Baleia assassina; orca (Kardszárnyú delfin/Wikimedia Commons)
Redação Exame
Publicado em 25 de março de 2025 às 08h46.
Em 2020, caçadores inuites no Ártico canadense descobriram as carcaças de 11 baleias-bowhead encalhadas, com marcas de mordidas que sugeriam a ação de orcas. As baleias estavam magras e jovens, indicando que não haviam morrido de causas naturais. Cientistas do Fisheries and Oceans Canada, que examinaram as fotos e as amostras de tecido enviadas pelos inuites, indicaram que essas orcas pertencem provavelmente a um grupo em expansão, conhecido por predar grandes mamíferos marinhos, como baleias e narwhals.
Essa migração das orcas para o Ártico é consequência do derretimento acelerado do gelo marinho, que tem aberto novas rotas para esses predadores. Segundo biólogos ouvidos pelo site Popsci, as orcas agora se tornaram uma ameaça crescente para as populações locais de baleias e outros mamíferos marinhos, como as belugas e os narwhals. O que antes era uma região difícil de acessar para esses animais, agora oferece novos caminhos de entrada, fazendo com que as orcas se tornem predadores dominantes no ecossistema.
De acordo com Steve Ferguson, cientista do Fisheries and Oceans Canada, em entrevista à Popsci a retirada do gelo tem causado um desequilíbrio no ecossistema do Ártico. "Com a diminuição do gelo marinho, as orcas estão se estabelecendo permanentemente em uma região onde antes eram apenas visitantes ocasionais", explica Ferguson. Esse fenômeno tem sido um problema tanto para as espécies de baleias quanto para as comunidades de inuites, que dependem da caça desses animais para sua subsistência.
Em uma pesquisa realizada com mais de 100 caçadores inuites, ficou claro que as orcas estão atacando narwhals e belugas com maior frequência. Para os inuites, isso significa não só uma mudança no equilíbrio das espécies que caçam, mas também um desafio para a sua forma tradicional de vida, que depende da caça desses mamíferos marinhos. O impacto dessas predadoras no ecossistema pode afetar a caça de subsistência e até mesmo alterar os padrões de migração de algumas dessas espécies.
Embora a população de orcas no Ártico ainda não seja considerada grande o suficiente para causar um colapso imediato nas populações de baleias, o aumento das orcas na região é preocupante.
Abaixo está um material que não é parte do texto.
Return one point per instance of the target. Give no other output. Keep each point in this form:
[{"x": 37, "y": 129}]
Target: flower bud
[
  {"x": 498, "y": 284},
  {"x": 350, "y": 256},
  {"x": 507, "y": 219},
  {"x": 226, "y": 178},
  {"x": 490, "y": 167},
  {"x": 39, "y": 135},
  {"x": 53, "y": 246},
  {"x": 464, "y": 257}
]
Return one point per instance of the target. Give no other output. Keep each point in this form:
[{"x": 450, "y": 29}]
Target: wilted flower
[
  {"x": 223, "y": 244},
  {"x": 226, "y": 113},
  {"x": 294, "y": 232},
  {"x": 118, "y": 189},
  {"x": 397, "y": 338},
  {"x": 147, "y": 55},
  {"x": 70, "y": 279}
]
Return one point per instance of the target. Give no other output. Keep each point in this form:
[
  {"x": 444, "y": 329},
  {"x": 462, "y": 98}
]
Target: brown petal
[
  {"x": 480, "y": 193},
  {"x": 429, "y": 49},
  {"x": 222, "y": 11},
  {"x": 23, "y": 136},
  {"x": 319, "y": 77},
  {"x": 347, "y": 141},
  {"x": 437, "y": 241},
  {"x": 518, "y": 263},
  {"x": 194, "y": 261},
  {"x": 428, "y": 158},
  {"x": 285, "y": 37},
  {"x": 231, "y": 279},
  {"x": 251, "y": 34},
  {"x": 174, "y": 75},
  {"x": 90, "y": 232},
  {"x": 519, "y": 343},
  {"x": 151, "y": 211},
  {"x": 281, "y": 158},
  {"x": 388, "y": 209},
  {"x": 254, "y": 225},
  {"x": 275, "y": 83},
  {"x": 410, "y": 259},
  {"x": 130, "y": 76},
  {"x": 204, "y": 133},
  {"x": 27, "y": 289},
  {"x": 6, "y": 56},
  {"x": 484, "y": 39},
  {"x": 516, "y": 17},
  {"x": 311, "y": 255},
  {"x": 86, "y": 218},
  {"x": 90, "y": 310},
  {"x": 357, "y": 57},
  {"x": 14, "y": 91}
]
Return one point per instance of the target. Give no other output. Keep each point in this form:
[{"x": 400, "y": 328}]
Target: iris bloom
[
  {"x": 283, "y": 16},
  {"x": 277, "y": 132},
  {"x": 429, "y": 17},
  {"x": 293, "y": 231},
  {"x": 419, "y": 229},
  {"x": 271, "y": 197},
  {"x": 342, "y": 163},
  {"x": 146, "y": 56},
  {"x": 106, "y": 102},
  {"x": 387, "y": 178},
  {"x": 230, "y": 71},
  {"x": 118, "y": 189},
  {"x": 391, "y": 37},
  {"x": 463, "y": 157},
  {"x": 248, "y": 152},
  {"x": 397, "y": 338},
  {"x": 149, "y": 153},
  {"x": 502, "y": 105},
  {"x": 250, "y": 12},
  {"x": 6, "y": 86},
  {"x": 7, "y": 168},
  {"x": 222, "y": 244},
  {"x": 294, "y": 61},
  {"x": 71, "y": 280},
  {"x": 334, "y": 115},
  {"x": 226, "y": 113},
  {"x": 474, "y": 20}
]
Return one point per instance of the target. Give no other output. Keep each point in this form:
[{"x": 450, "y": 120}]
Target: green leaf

Estima-se que as orcas no Ártico cresçam a uma taxa de 2% ao ano, o que pode levar a uma pressão maior sobre as espécies locais de baleias.
Além disso, elas têm sido vistas caçando baleias de maior porte, como as baleias-azuis, o que está alterando a dinâmica alimentar global. A caça de orcas a baleias de grande porte foi registrada também em outras partes do mundo, como na costa da Austrália, onde orcas foram observadas matando e consumindo baleias-azuis ameaçadas de extinção.
A presença crescente das orcas no Ártico também tem um efeito indireto sobre os ursos polares. A escassez de gelo marinho tem reduzido drasticamente as populações de ursos polares em algumas áreas do Ártico, enquanto as orcas, mais adaptáveis às mudanças, prosperam nesse novo ambiente. Ao se estabelecerem de forma mais permanente no Ártico, as orcas podem se tornar as novas predadoras topo da cadeia alimentar, um papel que anteriormente era ocupado pelos ursos polares.
A contribuição dos inuites tem sido essencial para a pesquisa sobre o aumento das orcas na região. Graças aos relatos detalhados e às observações feitas pelas comunidades inuites, os cientistas conseguiram mapear a migração das orcas e entender melhor como essas mudanças estão afetando o ecossistema do Ártico.
Os inuites têm um conhecimento profundo da fauna local e, sem sua colaboração, os pesquisadores levariam anos para coletar as informações que obtiveram em apenas alguns meses.
O aumento da presença das orcas no Ártico pode representar um desafio tanto para a fauna local quanto para as populações humanas que dependem da caça dessas espécies marinhas. O derretimento do gelo está remodelando o ecossistema ártico de maneiras imprevistas, com consequências para a biodiversidade local e as práticas culturais tradicionais dos inuites.